Announcing his retirement from politics yesterday evening after the loss his seat in Dublin South East, Progressive Democrats leader Michael McDowell said that the PDs must be a party that is 'radical or redundant'. With further losses for deputy leader, Liz O'Donnell, and party president, Tom Parlon, and with former Fianna Failer and Minister for Health, Mary Harney, the only PD elected to the 30th Dail at the time of writing, the disbandment of the party must surely be a possibility.

 

The disastrous performance of the party in this general election - the poorest in the party's 22 year history (see history below) - raises questions about the practicalities of keeping a political party with such poor Dail representation afloat. The funding and support required to run political campaigns in local, European and general elections will suffer, and some analaysts predict a PD decline similar to that of Clann na Poblachta in the 1950s.  

Political analysts today profferred the scenario of Mary Harney leaving the PDs to  rejoin Fianna Fail. Mary Harney has expressed a strong desire to return to the Dail as Minister for Health, and while this would seem improbable given the PDs' negotiating power, Fianna Fail deputies speaking to the media today credited Harney's work in the ministry over the past two and a half years and remained open to her retention of the post. Bertie Ahern has  meanwhile kept all options open in choosing partners for the next government and has stressed 'stability' as the key factor.   

Harney entered politcs as a Fianna Fail candidate in the 1977 general election and although unelected, she was appointed to the Seanad that year by Taoiseach Jack Lynch.
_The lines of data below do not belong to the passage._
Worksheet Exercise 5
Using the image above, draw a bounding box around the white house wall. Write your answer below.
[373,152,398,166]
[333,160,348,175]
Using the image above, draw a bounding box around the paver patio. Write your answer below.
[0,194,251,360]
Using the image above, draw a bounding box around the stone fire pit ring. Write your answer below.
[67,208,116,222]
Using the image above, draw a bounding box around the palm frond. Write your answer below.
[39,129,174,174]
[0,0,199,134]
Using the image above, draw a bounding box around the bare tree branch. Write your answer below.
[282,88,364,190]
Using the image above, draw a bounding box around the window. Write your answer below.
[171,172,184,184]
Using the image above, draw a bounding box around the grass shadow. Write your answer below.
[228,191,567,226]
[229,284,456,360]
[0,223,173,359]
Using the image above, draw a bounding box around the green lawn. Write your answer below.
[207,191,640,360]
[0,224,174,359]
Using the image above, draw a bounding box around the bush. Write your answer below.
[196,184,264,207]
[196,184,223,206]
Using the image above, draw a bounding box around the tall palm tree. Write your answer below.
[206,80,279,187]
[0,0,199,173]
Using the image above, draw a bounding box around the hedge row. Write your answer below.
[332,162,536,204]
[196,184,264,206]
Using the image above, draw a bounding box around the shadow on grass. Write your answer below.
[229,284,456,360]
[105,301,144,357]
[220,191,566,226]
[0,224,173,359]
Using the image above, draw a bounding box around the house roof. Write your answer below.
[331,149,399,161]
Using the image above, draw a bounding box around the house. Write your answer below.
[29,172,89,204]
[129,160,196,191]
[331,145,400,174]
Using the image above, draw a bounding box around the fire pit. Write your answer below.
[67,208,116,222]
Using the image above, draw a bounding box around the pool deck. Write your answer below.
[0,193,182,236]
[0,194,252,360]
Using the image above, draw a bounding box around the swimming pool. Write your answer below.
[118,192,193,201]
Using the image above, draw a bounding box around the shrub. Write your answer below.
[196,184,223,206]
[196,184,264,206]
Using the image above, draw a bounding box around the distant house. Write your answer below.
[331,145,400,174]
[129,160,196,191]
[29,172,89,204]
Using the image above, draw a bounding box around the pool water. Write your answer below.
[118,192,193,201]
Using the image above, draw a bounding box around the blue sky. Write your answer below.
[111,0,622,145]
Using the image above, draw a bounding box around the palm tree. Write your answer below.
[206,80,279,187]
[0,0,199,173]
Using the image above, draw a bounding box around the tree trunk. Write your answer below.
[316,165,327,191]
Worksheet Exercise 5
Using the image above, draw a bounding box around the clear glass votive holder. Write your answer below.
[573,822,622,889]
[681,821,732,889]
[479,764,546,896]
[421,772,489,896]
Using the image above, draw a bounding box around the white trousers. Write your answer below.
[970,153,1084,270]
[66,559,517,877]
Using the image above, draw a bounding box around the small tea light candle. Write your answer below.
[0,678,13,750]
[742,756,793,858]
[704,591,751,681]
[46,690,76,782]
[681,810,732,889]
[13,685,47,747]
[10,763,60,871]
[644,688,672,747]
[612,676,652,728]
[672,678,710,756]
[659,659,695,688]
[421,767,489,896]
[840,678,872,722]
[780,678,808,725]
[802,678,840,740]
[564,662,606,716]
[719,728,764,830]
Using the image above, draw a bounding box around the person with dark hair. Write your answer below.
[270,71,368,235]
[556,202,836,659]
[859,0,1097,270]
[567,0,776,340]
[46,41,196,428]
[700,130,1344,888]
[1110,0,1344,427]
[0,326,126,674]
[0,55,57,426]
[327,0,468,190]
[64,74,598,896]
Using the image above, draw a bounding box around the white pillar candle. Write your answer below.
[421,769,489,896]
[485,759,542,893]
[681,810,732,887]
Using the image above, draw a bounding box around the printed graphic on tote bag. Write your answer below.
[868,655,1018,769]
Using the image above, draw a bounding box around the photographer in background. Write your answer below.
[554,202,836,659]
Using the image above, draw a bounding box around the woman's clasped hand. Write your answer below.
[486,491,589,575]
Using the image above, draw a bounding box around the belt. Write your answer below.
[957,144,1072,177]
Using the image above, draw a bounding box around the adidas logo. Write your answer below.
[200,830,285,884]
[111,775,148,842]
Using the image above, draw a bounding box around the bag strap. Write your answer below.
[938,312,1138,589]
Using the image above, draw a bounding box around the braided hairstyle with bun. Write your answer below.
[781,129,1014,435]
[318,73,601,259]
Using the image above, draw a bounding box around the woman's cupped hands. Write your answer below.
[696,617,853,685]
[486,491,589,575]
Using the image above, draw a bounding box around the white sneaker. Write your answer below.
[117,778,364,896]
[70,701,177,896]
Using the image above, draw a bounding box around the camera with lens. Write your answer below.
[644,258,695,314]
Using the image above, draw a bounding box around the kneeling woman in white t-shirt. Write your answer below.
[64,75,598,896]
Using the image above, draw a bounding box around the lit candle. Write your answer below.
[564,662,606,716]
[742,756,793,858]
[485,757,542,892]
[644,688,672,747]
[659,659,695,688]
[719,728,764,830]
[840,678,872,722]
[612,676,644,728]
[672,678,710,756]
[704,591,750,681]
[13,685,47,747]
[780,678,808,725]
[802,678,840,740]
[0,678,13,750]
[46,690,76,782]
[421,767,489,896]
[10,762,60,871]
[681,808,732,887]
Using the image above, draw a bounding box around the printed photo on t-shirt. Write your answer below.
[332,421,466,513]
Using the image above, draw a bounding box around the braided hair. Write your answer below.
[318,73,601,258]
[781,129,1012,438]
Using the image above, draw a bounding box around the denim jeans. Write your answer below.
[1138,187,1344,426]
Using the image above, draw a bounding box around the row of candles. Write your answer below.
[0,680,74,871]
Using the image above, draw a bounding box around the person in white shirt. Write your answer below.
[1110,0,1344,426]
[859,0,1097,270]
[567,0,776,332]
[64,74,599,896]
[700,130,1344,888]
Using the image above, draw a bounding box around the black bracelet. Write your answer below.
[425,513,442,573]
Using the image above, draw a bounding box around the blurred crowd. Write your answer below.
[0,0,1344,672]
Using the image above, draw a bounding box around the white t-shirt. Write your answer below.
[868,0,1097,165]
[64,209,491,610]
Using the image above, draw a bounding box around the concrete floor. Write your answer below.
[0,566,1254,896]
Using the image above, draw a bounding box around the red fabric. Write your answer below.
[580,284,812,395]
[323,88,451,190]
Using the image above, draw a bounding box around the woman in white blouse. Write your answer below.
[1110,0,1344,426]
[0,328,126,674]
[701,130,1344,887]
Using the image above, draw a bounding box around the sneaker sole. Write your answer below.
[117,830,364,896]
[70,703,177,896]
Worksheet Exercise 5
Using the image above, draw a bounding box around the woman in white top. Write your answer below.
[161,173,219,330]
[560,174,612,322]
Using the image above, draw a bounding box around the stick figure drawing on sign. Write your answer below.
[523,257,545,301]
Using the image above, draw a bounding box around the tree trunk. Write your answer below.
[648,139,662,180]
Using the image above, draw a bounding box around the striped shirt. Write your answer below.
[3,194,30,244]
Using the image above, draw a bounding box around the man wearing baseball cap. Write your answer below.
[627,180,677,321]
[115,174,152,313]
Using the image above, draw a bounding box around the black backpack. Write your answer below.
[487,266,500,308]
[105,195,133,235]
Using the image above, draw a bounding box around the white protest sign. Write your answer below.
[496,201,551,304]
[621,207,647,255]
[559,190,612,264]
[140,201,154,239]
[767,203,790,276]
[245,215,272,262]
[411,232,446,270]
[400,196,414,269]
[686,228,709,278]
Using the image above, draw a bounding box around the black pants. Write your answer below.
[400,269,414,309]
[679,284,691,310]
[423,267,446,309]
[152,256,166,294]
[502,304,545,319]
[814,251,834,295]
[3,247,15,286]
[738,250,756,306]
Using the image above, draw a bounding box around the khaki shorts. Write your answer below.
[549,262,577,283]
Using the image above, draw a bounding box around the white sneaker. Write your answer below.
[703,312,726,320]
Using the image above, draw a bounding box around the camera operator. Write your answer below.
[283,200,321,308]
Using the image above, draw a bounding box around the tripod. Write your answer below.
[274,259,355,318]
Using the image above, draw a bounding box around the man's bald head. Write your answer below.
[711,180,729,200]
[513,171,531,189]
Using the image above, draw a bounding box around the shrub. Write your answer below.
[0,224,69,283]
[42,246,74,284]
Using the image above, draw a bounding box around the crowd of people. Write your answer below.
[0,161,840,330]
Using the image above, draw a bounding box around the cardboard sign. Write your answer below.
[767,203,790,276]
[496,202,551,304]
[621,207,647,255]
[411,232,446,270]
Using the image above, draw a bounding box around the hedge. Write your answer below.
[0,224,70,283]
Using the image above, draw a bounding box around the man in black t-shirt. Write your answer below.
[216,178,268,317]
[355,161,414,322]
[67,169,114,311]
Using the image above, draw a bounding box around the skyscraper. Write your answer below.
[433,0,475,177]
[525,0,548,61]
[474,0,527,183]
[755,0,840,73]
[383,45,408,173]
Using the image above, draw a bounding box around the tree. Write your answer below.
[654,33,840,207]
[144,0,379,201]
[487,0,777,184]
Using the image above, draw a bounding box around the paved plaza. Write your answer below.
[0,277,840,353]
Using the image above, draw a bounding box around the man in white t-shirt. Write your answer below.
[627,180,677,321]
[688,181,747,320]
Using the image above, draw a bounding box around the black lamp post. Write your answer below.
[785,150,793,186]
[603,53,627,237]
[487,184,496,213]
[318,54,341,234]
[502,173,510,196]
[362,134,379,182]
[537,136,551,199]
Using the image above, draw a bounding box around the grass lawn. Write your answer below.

A leading member of the so-called Gang of 22, Harney was later expelled from Fiann Fail in 1985 after voting in favour of the Anglo-Irish Agreement and became a founding member of the PDs under the leadership of Desmond O'Malley.  

Election - Number of PD Seats
1985         14
1987         6
1992         10
1997         4
2002         8
2007         1

(correction - the PDs now have 2 seats)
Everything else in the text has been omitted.